Disclosure of Invention
Aiming at the defects of the prior art, the invention provides the offset planet wheel module in order to solve the problems that the terrain adaptability of the existing wheelchair is poor, and the existing wheelchair cannot smoothly pass through the common door frame, small step and other obstacles in a room.

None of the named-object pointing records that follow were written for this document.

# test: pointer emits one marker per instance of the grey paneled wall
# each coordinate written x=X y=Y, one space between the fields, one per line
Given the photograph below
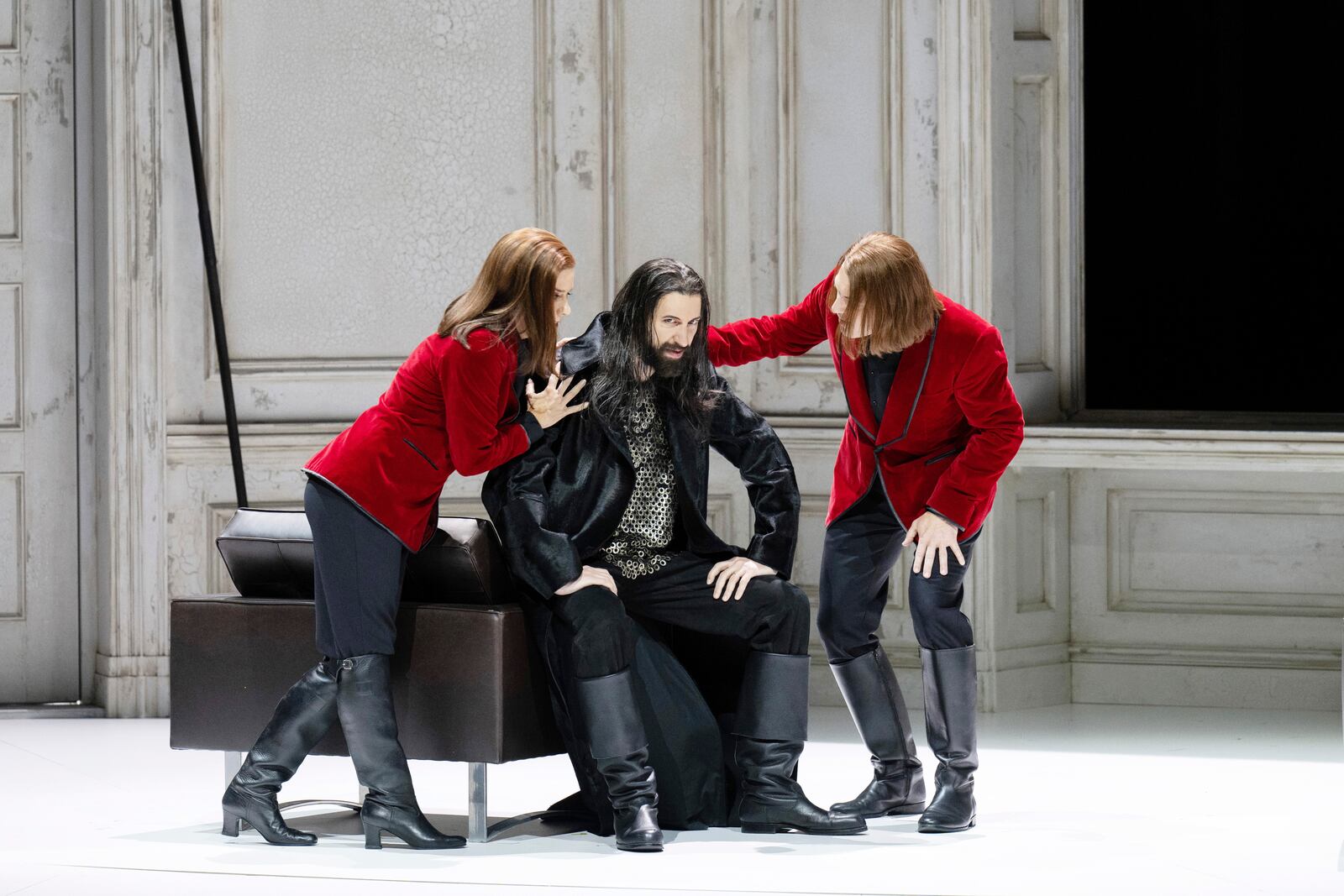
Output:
x=363 y=157
x=363 y=161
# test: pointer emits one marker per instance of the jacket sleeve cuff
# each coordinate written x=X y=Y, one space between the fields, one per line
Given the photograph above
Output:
x=953 y=506
x=534 y=429
x=779 y=557
x=944 y=516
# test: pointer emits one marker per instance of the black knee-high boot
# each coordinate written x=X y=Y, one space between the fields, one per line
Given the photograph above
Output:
x=622 y=750
x=365 y=705
x=879 y=711
x=772 y=725
x=302 y=716
x=949 y=678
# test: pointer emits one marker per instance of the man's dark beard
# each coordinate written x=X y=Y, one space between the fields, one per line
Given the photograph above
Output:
x=663 y=365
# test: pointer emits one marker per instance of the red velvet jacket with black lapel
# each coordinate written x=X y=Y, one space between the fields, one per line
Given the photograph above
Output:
x=449 y=410
x=951 y=426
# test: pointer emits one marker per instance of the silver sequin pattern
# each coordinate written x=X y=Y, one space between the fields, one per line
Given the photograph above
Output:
x=647 y=526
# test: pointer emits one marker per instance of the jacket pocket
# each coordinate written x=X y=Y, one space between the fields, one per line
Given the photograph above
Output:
x=421 y=453
x=945 y=454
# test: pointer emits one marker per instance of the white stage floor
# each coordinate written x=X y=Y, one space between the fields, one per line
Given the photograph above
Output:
x=1073 y=799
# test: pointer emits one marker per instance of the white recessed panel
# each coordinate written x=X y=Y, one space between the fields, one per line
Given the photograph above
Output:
x=11 y=165
x=11 y=547
x=11 y=358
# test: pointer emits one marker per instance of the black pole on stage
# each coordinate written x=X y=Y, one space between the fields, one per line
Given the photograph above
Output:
x=207 y=248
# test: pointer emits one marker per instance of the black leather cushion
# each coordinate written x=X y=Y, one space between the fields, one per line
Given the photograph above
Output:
x=465 y=679
x=269 y=553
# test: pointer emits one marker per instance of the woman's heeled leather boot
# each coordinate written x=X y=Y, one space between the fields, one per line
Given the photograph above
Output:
x=949 y=678
x=302 y=718
x=622 y=750
x=772 y=725
x=874 y=698
x=365 y=705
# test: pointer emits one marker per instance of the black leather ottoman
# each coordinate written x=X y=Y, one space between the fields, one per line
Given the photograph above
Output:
x=467 y=680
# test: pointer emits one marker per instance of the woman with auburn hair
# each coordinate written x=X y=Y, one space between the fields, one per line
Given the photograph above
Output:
x=373 y=499
x=933 y=425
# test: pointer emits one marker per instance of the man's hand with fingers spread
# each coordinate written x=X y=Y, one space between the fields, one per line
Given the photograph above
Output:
x=936 y=537
x=551 y=405
x=591 y=575
x=730 y=578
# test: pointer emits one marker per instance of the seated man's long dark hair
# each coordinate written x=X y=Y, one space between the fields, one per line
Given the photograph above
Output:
x=628 y=347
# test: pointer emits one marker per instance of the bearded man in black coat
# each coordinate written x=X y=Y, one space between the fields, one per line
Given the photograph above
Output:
x=605 y=520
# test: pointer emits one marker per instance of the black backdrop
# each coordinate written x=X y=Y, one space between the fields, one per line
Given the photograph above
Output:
x=1211 y=201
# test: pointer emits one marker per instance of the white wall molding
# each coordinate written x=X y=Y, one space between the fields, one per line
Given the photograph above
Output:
x=129 y=680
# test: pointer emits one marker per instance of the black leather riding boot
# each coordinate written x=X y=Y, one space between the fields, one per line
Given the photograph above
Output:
x=365 y=705
x=622 y=750
x=879 y=712
x=770 y=728
x=949 y=679
x=302 y=716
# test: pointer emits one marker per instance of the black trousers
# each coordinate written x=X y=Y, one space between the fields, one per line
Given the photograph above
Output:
x=358 y=569
x=773 y=614
x=860 y=548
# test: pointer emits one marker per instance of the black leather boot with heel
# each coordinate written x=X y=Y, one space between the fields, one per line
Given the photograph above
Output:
x=622 y=750
x=879 y=712
x=302 y=718
x=365 y=705
x=770 y=727
x=949 y=679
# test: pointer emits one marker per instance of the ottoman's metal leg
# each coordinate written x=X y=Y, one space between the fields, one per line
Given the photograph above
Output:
x=477 y=822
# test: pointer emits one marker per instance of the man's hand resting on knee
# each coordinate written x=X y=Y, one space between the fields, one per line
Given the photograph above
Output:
x=591 y=575
x=732 y=575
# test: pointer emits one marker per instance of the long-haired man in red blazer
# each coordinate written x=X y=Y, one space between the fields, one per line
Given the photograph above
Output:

The technical scheme adopted by the invention for solving the problems is as follows:
the planet wheel for the gravity center adaptive auxiliary chair comprises an outer wheel ring, an installation frame and an installation shaft, wherein one end of the installation shaft is fixedly connected with the inner side of the installation frame, the planet wheel for the gravity center adaptive auxiliary chair further comprises a planet wheel set and a driving wheel set, the planet wheel set and the driving wheel set are both arranged in the outer wheel ring and are both installed on the installation frame, the planet wheel set is connected with the inner wall of the outer wheel ring, the driving wheel set is connected with the planet wheel set, and the driving wheel set drives the outer wheel ring to rotate through the planet wheel set.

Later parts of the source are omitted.